Das Frühförderzentrum ist auf Initiative und als Gemeinschaftsprojekt der Rurtal-Schule, der Förderschule des Kreises Heinsberg mit dem Förderschwerpunkt Geistige Entwicklung, und ihrer russischen Partnerschule, dem Heilpädagogischen Zentrum (HPZ) Pskow, Anfang der 2000er-Jahre entstanden. Unterstützt wurden dabei die beiden Schulen von der Evangelischen Kirchengemeinde Wassenberg mit ihrem damaligen Pfarrer Martin Rogalla. Im April 2003 ist „Limpopo“ dann eröffnet worden, ein Jahr später konnten die sanierten, hellen und sehr ansprechenden Räumlichkeiten Kindern, Eltern und therapeutischem und heilpädagogischem Personal übergeben werden.

Die Rurtal-Schule hatte fast den kompletten Umbau sowie die Sanierung der Räume mit circa 200.000 Euro finanziert, woran die Schülerband „Rur-Rock –Wir zusammen“ den größten Anteil hatte.
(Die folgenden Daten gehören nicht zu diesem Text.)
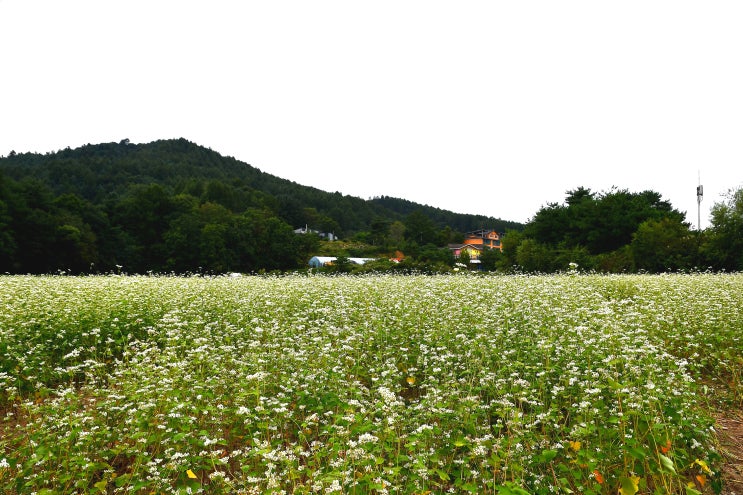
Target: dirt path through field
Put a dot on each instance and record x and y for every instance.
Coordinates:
(730, 432)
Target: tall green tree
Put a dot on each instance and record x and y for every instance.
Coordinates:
(724, 245)
(662, 245)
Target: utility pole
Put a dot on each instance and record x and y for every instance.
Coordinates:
(700, 193)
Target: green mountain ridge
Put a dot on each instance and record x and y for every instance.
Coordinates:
(175, 206)
(104, 171)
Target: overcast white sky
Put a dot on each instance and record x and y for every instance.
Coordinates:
(483, 107)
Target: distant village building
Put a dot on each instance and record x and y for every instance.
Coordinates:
(320, 261)
(486, 239)
(325, 235)
(475, 243)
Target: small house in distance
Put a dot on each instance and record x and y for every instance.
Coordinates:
(475, 243)
(320, 261)
(484, 239)
(324, 235)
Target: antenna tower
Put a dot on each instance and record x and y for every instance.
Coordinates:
(700, 193)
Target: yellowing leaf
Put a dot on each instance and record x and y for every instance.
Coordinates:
(667, 464)
(629, 485)
(704, 466)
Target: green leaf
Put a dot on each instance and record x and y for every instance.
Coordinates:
(629, 486)
(442, 475)
(667, 464)
(548, 455)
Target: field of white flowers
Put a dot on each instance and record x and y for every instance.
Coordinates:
(366, 385)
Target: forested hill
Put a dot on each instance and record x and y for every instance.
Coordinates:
(138, 205)
(101, 172)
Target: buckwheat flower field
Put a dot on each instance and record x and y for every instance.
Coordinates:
(366, 385)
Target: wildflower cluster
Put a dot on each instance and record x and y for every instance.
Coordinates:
(375, 384)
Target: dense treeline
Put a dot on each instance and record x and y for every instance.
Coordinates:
(621, 231)
(174, 206)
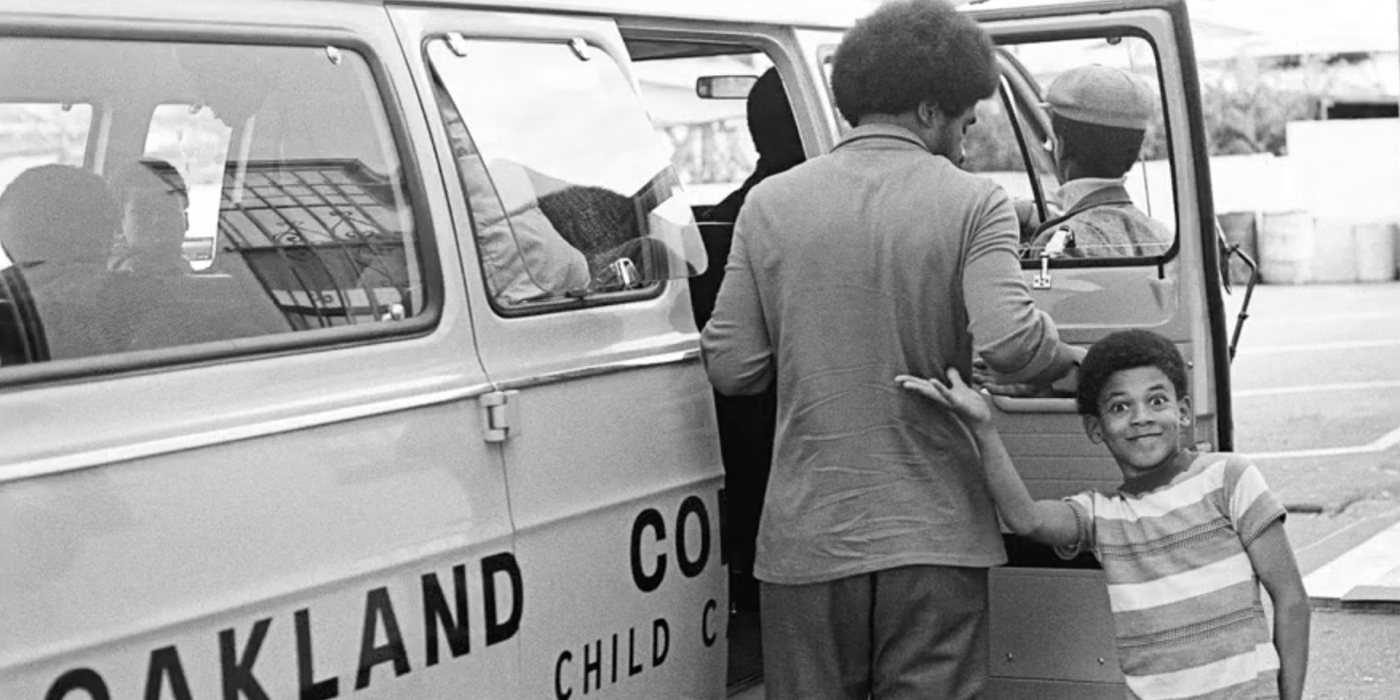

Mit der Eröffnung legte sie zusätzlich ein dreijähriges anspruchsvolles Qualifizierungsprogramm mit Lehrgängen, Hospitation und Seminaren in Deutschland und Russland für die Mitarbeiterinnen und Mitarbeiter von „Limpopo“ auf und brachte dafür weitere 30.000 Euro auf.

Pfarrer Martin Rogalla hatte seine Passion für „Limpopo“ aus Wassenberg mit nach Remscheid genommen und dort mit seiner neuen Aufgabe als Citypfarrer im Evangelischen Kirchenkreis Lennep verankert. Von dort wird das Frühförderzentrum seit nunmehr zehn Jahren und auch in Zukunft sowohl finanziell und als auch ideell unterstützt. Das Sozialpädiatrische Zentrum Remscheid mit Leiter Dr. Thomas Schliermann begleitet die beispielhafte Einrichtung in allen modernen inhaltlichen und fachlichen Fragestellungen.

Ganzheitliche Förderung

Das Frühförderzentrum ist seinerzeit auf den Weg gebracht worden, um behinderte (Klein-)Kinder vor dem Hintergrund eines christlichen Menschenbildes ganzheitlich zu fördern und zu behandeln. Der Mensch mit seiner individuellen Persönlichkeit mit all seinen Möglichkeiten und Schwächen steht dabei im Mittelpunkt aller Maßnahmen. Dafür konnte eine enge interdisziplinäre Zusammenarbeit von Medizin, Psychologie, Therapie und Heilpädagogik geschaffen werden, die beispielhaft weit über die Pskower Region hinaus ist.

Gleichzeitig mit dem Fest zum zehnjährigen Bestehen traf der Gouverneur des Oblastes (des Verwaltungsbezirkes) für das Frühförderzentrum eine kluge zukunfts- und richtungsweisende Entscheidung, die mit Erleichterung und großer Freude in der Rurtal-Schule und in der Evangelischen Kirchengemeinde Wassenberg, der Gründerin des HPZ Pskow, aufgenommen wurde. Er hatte angeordnet, dass „Limpopo“ aus der Zuständigkeit der Kinderpoliklinik entlassen und als eine Abteilung des Heilpädagogischen Zentrums Pskow weitergeführt würde.

Damit wurden auch viele Wochen der Ungewissheit und des Bangens um die Zukunft des Frühförderzentrums beendet. Das große allseitige Aufatmen ob dieser Entscheidung, welche die Weiterarbeit von „Limpopo“ mit den bisherigen Intentionen, begleitet von den deutschen Partnern, dauerhaft sichert, trug ebenfalls zu der gelösten und unbeschwerten Stimmung bei dieser Jubiläumsfeier bei.